Oloyede also disclosed that some individuals attempted to cheat by falsely declaring themselves as albino in a bid to exploit facial recognition vulnerabilities.
“We have never had even up to 100 albinos any year. But this year, you have 1,787 albinos. Those who declared to be albino were 1,787,” he said.
“So, out of 2 million. And we now found out that one centre registered 450 out of this 1,000. As if all albinos in Africa decided to go to that centre.
“Why are they sourcing a number of albinos? They are not albinos. It is because the AI that they were using had certain features. That if they do not declare themselves as albino on our form, you will look critically more.
“Because it makes it reddish. The colour. So, when one of those arrested or one of those in custody now gave information that, look, I will tell you. This is the first step towards it.
“So, we now go after all those who claimed to be albino. And we found out that all the albinos are less than 250.
“You can see the black man arrested (in Benin) claiming to be an albino. How do you become albino? But that is one of their strategies. To declare that they are albino.
“Because what they do in blending is that if you want to impersonate him, they will take the picture of the two of you.
“And then blend it. When you look at the picture, it will look like you. It will also look like you. That’s what the AI is doing now. It’s picture blending.”
The registrar stressed that suspected impersonators who failed to take the exam after alleging exclusion from the main UTME would not escape accountability.
“They registered with their name. They have schools. They have NINs. “They had their phone number. The security agencies are capable of picking them. And indeed, a number of them are already picked up,” he said.
He noted that parents found financing examination malpractice schemes for their children would soon face investigation and possible prosecution.
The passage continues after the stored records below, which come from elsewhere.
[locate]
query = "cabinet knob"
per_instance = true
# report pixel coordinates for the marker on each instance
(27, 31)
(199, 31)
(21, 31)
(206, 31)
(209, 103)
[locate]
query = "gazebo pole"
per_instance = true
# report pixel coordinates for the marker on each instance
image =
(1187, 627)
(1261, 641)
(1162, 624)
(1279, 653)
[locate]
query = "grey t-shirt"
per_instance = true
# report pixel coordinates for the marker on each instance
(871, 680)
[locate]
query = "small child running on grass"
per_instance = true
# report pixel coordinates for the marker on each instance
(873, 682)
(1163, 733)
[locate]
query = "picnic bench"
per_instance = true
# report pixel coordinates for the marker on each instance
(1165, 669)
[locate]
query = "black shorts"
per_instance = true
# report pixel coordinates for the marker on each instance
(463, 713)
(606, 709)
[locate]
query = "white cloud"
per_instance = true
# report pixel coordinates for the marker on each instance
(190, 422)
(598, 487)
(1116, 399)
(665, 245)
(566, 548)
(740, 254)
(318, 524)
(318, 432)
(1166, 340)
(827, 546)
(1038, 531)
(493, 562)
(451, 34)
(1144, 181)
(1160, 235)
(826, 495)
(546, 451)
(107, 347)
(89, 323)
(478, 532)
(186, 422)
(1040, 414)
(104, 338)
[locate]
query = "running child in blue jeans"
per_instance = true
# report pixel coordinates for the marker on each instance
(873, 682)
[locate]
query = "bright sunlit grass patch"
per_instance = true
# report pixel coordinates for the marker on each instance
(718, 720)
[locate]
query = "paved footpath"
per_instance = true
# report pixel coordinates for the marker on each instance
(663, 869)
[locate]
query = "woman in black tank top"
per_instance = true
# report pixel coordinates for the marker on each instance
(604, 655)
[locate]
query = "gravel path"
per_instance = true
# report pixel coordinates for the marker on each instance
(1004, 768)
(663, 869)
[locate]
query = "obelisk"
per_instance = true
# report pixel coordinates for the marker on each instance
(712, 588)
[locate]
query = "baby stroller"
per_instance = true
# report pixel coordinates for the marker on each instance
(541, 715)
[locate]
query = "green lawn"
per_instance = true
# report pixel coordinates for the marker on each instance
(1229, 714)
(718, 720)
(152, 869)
He said that the mop-up result would be ready on Saturday; the board might delay their release till Monday to allow for further scrutiny and removal of suspected fraudulent entries.
“So that may make us delay till Monday, just to be able to see how many of those criminals we have been able to arrest,” he said.
Speaking on direct entry (DE) admissions, Oloyede revealed that 14 candidates had already been caught presenting forged certificates this year.
He decried the role of educational institutions in enabling the fraud.
“A new one that we discovered yesterday in the ongoing registration was that about 20, 30 students who did not go to through NCE were being awarded NCE certificates in order to be able to register for direct entry,” he said,
“And one of the students who finished from secondary school in 2021 was purportedly admitted to NCE in 2020 in order to graduate in 2023.
“And the reason simply was that, you know, there was the concession granted by the then Minister of Education from 2017 to 2020.
Those who were illegally admitted, because of their large number, they were recommended to let us condone (the illegal admission) because these students, we thought they were likely innocent.
“So about 1 million of them. So we wanted to clear them. But when we asked them to bring their certificates for clearance, there was no certificate.
“Some of them who had graduated as medical doctors are now bringing results in chemistry and biology after graduation.
“It’s not something you can remedy after graduation. You want to become an engineer; you do it without a credit in Mathematics.
“After you have been caught, you now say, Yes, I’m going to do the GCE. It doesn’t work like that. You ought to have had it before going through the training.”